Barbierpfosten tauchen in immer mehr Innenstädten auf.
Barbierpfosten tauchen in immer mehr Innenstädten auf.
Foto: CURAphotography - shutterstock.com

Bekannt sind die Pfosten für die "Barber-Pole-Illusion", eine optische Täuschung. Das Gehirn nimmt die Drehung des Zylindergehäuses mit den schraubenförmigen Streifen nicht als Horizontalbewegung wahr, sondern, je nach Rotation, als bewegten sich die Streifen rauf oder runter. Tausende Barbierpfosten sind in den letzten Jahren bundesweit aufgetaucht. Denn: Barbershops boomen.

In der Friseurbranche führt die Entwicklung weg vom Unisex-Salon hin zum genderspezifischen. Jahrzehntelang gingen Frauen und Männer in Deutschland zum selben Friseur. Jetzt haben Männer wieder - wie ganz früher - ihre eigenen Haarschneide- und Barttrimmer-Salons. Kerle sind eine eigene Klientel und nicht mehr der klägliche Kundenrest, den Coiffeure zwischen Dauerwelle und Farbe für Frauen reinschieben.

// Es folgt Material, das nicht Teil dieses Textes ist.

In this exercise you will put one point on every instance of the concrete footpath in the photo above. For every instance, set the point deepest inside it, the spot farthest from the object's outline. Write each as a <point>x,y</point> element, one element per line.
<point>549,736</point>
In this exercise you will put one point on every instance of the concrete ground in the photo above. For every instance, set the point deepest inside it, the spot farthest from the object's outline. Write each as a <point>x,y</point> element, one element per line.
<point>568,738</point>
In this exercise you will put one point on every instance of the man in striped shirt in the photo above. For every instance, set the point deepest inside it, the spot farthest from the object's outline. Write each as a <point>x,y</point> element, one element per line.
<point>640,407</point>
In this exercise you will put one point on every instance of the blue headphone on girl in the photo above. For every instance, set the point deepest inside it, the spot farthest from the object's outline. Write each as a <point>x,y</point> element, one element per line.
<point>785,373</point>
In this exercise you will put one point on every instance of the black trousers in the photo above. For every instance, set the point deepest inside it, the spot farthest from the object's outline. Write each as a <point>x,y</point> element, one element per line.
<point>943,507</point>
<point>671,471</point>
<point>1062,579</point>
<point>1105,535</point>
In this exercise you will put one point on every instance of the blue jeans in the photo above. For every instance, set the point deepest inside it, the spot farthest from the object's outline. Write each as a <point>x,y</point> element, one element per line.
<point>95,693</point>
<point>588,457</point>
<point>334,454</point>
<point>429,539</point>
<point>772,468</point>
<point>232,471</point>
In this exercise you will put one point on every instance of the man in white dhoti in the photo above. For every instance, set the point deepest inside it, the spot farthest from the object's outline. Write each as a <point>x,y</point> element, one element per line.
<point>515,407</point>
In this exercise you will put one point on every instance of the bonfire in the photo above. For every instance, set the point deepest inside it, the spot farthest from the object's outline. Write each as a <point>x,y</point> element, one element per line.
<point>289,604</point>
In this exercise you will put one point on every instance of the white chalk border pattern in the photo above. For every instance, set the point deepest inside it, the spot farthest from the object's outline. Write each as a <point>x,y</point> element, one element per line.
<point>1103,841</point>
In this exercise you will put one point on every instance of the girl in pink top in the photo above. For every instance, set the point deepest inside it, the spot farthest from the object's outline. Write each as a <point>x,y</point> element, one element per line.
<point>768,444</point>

Auf etwa 1200 schätzt der Barbershop-Experte und Großhändler Micha Birkhofer die Zahl der reinen Barber-Shops in der Bundesrepublik. Vor fünf Jahren sollen es demnach erst etwa 250 gewesen sein.

Wenn man die 10-Euro-Billigläden dazuzähle, gehe er sogar von bis zu 2500 Barber-Läden in Deutschland aus, sagt Birkhofer. Der Mann von der Firma 1o1Barbers in Waiblingen bei Stuttgart hat schon Wettbewerbe wie die German oder European Barber Awards veranstaltet.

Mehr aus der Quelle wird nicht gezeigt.